Clinical Features[edit]
Individuals with MDP syndrome typically present with a distinct set of clinical features:
- Mandibular hypoplasia: Underdevelopment of the mandible (lower jaw), leading to facial abnormalities.
- Deafness: Sensorineural hearing loss is common in affected individuals.
- Progeroid features: These include premature aging, skin atrophy, and loss of subcutaneous fat.

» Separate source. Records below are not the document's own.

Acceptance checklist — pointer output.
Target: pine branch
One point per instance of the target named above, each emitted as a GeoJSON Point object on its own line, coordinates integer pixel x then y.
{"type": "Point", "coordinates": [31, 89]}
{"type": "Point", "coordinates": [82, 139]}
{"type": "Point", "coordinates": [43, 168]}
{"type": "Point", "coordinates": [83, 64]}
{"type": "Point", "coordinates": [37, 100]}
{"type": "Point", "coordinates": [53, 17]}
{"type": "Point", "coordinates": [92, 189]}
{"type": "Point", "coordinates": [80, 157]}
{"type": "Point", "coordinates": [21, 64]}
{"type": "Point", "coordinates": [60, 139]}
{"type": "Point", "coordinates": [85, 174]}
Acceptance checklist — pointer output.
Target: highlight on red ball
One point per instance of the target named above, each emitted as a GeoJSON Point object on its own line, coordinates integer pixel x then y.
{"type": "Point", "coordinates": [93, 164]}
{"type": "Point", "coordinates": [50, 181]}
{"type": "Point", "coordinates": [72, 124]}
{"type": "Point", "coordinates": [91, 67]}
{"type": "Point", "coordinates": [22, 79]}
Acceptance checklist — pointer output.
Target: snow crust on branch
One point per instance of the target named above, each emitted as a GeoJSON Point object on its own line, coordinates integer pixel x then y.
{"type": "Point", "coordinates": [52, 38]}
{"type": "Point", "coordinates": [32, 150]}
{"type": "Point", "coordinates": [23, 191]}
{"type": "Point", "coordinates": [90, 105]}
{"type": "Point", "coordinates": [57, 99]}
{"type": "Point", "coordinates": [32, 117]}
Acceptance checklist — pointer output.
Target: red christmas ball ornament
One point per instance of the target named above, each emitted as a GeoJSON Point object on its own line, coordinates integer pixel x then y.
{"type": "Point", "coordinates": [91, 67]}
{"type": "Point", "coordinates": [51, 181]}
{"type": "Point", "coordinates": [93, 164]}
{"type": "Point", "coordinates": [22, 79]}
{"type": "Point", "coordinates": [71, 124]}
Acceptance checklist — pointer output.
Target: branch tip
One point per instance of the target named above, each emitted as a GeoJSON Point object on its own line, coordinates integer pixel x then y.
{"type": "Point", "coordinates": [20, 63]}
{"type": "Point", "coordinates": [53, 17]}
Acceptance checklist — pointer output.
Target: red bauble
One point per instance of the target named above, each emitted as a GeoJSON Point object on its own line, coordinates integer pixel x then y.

- Lipodystrophy: Abnormal distribution of body fat, often leading to a lack of fat in the face and limbs.
Genetics[edit]
MDP syndrome is caused by mutations in the POLD1 gene, which encodes the catalytic subunit of DNA polymerase delta. This enzyme is crucial for DNA replication and repair. The mutations lead to a malfunction in DNA replication, contributing to the symptoms of the syndrome. The condition follows an autosomal dominant pattern of inheritance, as depicted in the diagram. This means that an affected individual has a 50% chance of passing the mutated gene to each offspring.
Diagnosis[edit]
Diagnosis of MDP syndrome is based on clinical evaluation, family history, and genetic testing. The presence of characteristic features such as mandibular hypoplasia, deafness, and progeroid features can prompt genetic testing to confirm the diagnosis.
Management[edit]
There is currently no cure for MDP syndrome, and treatment is primarily supportive. Management strategies may include:
- Hearing aids or cochlear implants for hearing loss.
- Cosmetic surgery to address facial abnormalities.
- Nutritional support to manage lipodystrophy and maintain healthy body weight.